Michael Dirda spoke recently in Locus about Neal Stephenson’s Anathem, a book he didn’t really get but couldn’t completely dismiss. Perhaps Sunnyside is one of these:
“The books we can’t make sense of, that knock us off-kilter, that we don’t accept readily, will often be the books that matter most to the next generation. In fact, that’s the sign of a really important book: it doesn’t fit into our received expectations, it bothers us, it ‘doesn’t work’. Sometimes an ambitious failure is more worth having than a successful little book that is perfectly done.”
(Michael Dirda, International Man of Mystery and Sophisticated Boulevardier)

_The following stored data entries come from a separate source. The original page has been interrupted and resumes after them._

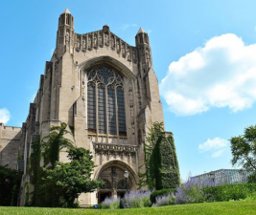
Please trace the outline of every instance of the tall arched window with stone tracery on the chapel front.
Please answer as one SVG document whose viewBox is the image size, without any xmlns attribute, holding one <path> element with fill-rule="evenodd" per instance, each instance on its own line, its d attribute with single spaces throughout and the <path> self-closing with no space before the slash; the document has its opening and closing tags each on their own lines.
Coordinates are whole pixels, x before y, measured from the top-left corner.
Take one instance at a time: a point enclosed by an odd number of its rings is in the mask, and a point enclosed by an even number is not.
<svg viewBox="0 0 256 215">
<path fill-rule="evenodd" d="M 127 136 L 123 76 L 105 66 L 85 73 L 89 133 Z"/>
</svg>

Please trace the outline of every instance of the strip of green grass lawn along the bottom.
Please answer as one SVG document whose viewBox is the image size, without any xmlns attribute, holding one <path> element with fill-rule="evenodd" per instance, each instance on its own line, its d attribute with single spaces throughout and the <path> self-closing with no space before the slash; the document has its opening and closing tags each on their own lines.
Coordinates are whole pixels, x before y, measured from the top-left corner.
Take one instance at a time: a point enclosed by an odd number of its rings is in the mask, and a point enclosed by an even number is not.
<svg viewBox="0 0 256 215">
<path fill-rule="evenodd" d="M 226 202 L 204 204 L 179 204 L 162 207 L 99 210 L 99 209 L 62 209 L 62 208 L 39 208 L 39 207 L 1 207 L 0 214 L 256 214 L 256 201 L 253 202 Z"/>
</svg>

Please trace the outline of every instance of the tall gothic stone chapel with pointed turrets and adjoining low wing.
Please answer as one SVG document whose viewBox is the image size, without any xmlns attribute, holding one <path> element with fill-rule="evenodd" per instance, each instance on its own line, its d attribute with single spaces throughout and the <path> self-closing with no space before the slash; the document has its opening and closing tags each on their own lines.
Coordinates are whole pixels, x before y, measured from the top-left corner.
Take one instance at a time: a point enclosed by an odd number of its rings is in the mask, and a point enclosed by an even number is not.
<svg viewBox="0 0 256 215">
<path fill-rule="evenodd" d="M 74 32 L 74 17 L 65 10 L 58 19 L 56 49 L 46 61 L 35 101 L 21 128 L 0 123 L 0 164 L 24 171 L 30 183 L 31 143 L 66 122 L 74 127 L 68 138 L 92 152 L 92 178 L 105 181 L 94 193 L 81 194 L 80 204 L 97 204 L 105 196 L 135 190 L 143 172 L 145 136 L 154 121 L 164 121 L 158 81 L 152 67 L 149 35 L 139 29 L 135 47 L 110 32 Z M 68 161 L 60 152 L 60 161 Z M 142 167 L 141 167 L 142 166 Z M 30 186 L 33 192 L 33 185 Z M 20 194 L 25 203 L 26 190 Z"/>
</svg>

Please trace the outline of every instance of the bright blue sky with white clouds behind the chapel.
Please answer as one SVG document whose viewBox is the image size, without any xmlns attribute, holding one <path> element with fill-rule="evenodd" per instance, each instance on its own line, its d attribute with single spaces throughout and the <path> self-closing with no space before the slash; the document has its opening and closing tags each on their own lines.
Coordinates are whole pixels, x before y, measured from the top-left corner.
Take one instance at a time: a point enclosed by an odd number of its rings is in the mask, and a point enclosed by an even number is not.
<svg viewBox="0 0 256 215">
<path fill-rule="evenodd" d="M 75 32 L 107 24 L 130 45 L 150 35 L 167 131 L 175 135 L 181 177 L 231 168 L 229 139 L 256 124 L 256 2 L 0 2 L 0 120 L 20 126 L 56 44 L 66 8 Z"/>
</svg>

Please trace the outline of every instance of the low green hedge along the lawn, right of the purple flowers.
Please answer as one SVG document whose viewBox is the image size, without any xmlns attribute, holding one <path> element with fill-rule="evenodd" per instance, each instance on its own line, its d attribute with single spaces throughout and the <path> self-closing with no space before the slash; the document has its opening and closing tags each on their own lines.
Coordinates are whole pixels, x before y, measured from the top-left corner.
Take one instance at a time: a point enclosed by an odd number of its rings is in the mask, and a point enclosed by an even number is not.
<svg viewBox="0 0 256 215">
<path fill-rule="evenodd" d="M 225 184 L 203 188 L 206 202 L 224 202 L 245 199 L 256 192 L 255 183 Z"/>
</svg>

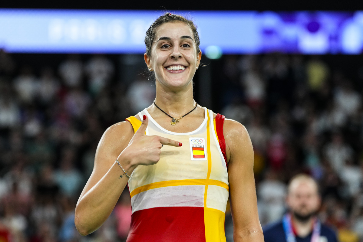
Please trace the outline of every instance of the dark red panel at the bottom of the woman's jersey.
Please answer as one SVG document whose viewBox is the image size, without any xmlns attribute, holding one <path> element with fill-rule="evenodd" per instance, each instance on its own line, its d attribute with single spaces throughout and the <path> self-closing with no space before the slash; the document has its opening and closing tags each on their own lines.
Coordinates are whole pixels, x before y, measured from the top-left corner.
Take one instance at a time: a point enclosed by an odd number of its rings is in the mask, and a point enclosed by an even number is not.
<svg viewBox="0 0 363 242">
<path fill-rule="evenodd" d="M 204 242 L 203 207 L 149 208 L 132 213 L 126 242 Z"/>
</svg>

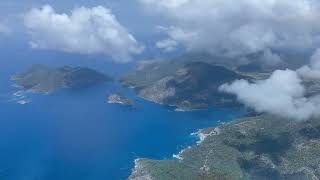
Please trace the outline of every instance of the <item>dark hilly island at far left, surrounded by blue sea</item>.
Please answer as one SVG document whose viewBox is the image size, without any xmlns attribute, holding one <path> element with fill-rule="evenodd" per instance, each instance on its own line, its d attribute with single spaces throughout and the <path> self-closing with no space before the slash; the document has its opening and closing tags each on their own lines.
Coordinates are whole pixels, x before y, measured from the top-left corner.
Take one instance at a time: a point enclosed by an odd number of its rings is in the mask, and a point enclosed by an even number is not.
<svg viewBox="0 0 320 180">
<path fill-rule="evenodd" d="M 50 93 L 60 88 L 82 88 L 110 81 L 108 76 L 82 67 L 50 68 L 33 65 L 25 72 L 14 76 L 17 86 L 35 93 Z"/>
</svg>

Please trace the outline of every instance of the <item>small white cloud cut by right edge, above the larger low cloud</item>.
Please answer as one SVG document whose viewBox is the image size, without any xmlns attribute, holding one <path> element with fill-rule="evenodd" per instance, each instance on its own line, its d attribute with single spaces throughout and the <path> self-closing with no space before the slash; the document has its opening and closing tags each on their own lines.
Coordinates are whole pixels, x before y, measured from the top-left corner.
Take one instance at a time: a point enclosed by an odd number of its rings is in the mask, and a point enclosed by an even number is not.
<svg viewBox="0 0 320 180">
<path fill-rule="evenodd" d="M 297 72 L 306 79 L 320 79 L 320 49 L 310 59 L 310 64 L 301 67 Z"/>
</svg>

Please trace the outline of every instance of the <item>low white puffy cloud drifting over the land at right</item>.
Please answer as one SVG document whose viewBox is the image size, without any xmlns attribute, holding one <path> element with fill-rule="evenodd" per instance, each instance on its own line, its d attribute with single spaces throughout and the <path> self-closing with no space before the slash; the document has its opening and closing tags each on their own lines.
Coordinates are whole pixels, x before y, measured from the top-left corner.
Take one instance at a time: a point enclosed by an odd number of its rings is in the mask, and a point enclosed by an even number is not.
<svg viewBox="0 0 320 180">
<path fill-rule="evenodd" d="M 257 112 L 296 120 L 320 115 L 320 97 L 305 97 L 305 87 L 296 71 L 277 70 L 269 79 L 255 83 L 237 80 L 222 85 L 220 90 L 235 94 L 240 102 Z"/>
</svg>

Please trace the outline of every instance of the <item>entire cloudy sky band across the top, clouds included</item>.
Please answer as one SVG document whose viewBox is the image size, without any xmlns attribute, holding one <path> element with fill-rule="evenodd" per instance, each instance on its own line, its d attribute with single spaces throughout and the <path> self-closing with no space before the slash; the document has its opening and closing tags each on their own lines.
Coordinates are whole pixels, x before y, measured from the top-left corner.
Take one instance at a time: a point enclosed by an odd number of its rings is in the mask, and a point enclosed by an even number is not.
<svg viewBox="0 0 320 180">
<path fill-rule="evenodd" d="M 3 0 L 0 32 L 28 40 L 33 49 L 100 54 L 120 63 L 154 49 L 183 49 L 242 61 L 262 52 L 274 65 L 282 62 L 277 51 L 320 46 L 319 7 L 316 0 Z"/>
</svg>

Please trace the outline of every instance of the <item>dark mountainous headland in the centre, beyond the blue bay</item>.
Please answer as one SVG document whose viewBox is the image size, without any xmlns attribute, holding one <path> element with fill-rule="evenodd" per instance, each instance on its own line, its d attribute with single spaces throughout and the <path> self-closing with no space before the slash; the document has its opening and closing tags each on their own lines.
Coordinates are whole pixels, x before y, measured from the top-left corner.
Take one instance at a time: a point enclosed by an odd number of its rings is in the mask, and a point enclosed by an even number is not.
<svg viewBox="0 0 320 180">
<path fill-rule="evenodd" d="M 149 101 L 175 106 L 178 111 L 207 109 L 210 106 L 238 108 L 235 96 L 219 91 L 224 83 L 238 79 L 263 79 L 268 72 L 240 72 L 237 67 L 221 63 L 210 56 L 184 56 L 139 64 L 122 78 L 122 84 L 133 87 Z"/>
</svg>

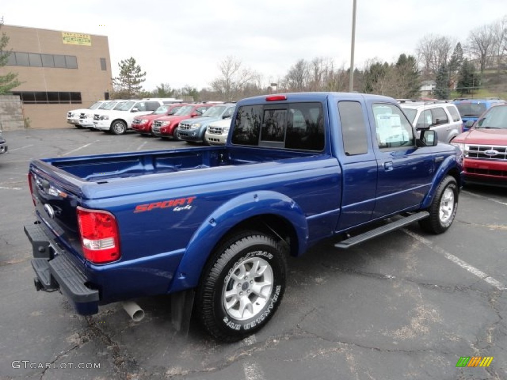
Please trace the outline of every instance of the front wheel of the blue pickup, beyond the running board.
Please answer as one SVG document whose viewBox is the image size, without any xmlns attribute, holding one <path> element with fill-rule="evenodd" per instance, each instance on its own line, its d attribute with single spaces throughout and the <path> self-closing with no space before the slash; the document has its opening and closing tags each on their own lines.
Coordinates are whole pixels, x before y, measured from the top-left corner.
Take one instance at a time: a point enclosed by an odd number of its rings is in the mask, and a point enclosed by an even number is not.
<svg viewBox="0 0 507 380">
<path fill-rule="evenodd" d="M 458 185 L 452 176 L 440 182 L 431 206 L 427 209 L 429 217 L 419 220 L 421 228 L 432 234 L 442 234 L 454 221 L 458 209 Z"/>
</svg>

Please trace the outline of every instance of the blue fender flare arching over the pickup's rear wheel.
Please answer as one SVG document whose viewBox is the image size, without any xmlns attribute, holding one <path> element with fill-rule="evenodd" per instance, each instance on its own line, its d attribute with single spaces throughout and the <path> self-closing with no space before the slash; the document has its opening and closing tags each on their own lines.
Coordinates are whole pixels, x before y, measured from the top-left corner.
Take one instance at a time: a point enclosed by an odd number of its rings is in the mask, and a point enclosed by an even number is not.
<svg viewBox="0 0 507 380">
<path fill-rule="evenodd" d="M 299 252 L 306 250 L 308 223 L 303 210 L 291 198 L 272 191 L 249 192 L 235 197 L 209 214 L 190 239 L 169 287 L 169 293 L 195 288 L 215 245 L 235 225 L 258 215 L 271 214 L 291 222 Z"/>
</svg>

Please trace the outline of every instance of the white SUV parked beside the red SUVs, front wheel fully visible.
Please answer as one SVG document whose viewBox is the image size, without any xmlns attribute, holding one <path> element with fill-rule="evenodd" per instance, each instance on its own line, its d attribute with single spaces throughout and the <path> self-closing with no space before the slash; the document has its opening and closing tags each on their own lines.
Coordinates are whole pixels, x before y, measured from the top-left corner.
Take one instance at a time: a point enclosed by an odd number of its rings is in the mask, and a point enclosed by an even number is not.
<svg viewBox="0 0 507 380">
<path fill-rule="evenodd" d="M 161 105 L 162 100 L 125 100 L 110 111 L 95 113 L 93 128 L 122 135 L 131 128 L 134 117 L 153 113 Z"/>
</svg>

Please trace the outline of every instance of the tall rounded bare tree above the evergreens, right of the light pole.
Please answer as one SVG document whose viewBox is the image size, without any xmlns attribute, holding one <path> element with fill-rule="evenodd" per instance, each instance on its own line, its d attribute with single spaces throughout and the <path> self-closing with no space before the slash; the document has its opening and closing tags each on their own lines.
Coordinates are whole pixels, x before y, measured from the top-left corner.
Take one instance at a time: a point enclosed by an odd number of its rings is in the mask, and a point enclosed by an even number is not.
<svg viewBox="0 0 507 380">
<path fill-rule="evenodd" d="M 434 78 L 439 67 L 449 62 L 456 41 L 451 37 L 427 34 L 417 43 L 416 53 L 424 78 Z"/>
</svg>

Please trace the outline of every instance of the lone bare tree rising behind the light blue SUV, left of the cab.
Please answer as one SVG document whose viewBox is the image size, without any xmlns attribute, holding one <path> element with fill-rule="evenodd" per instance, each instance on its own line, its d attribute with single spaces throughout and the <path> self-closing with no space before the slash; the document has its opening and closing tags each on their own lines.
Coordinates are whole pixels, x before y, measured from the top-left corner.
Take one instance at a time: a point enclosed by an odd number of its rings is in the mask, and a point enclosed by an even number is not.
<svg viewBox="0 0 507 380">
<path fill-rule="evenodd" d="M 220 93 L 224 100 L 236 100 L 243 90 L 259 82 L 260 75 L 243 66 L 241 60 L 228 56 L 219 63 L 221 77 L 211 82 L 211 88 Z"/>
</svg>

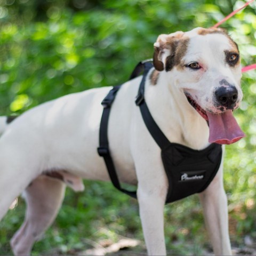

I don’t accept that Sunnyside is an ambitious failure, however regretful the tone of its reviews. Nor am I the best advocate the book can have, since I enjoyed it far too much to do very much of the intellectual heavy lifting needed to derive its deeper motives. But I’ll leave you with this.
Novels are supposed to be big! I’m bored with novels about disintegrating marriages and quiet, kitchen table regrets. Sunnyside is a big book about big themes in a big country. It’s about the movies when they were new, the collective loss of innocence, fame transmogrified from monarchs through starlets, and what, if any, meaning work lends to life, especially if you’re a genius and haven’t yet produced something as good as you are. So much of life is in this book. I think you should read it.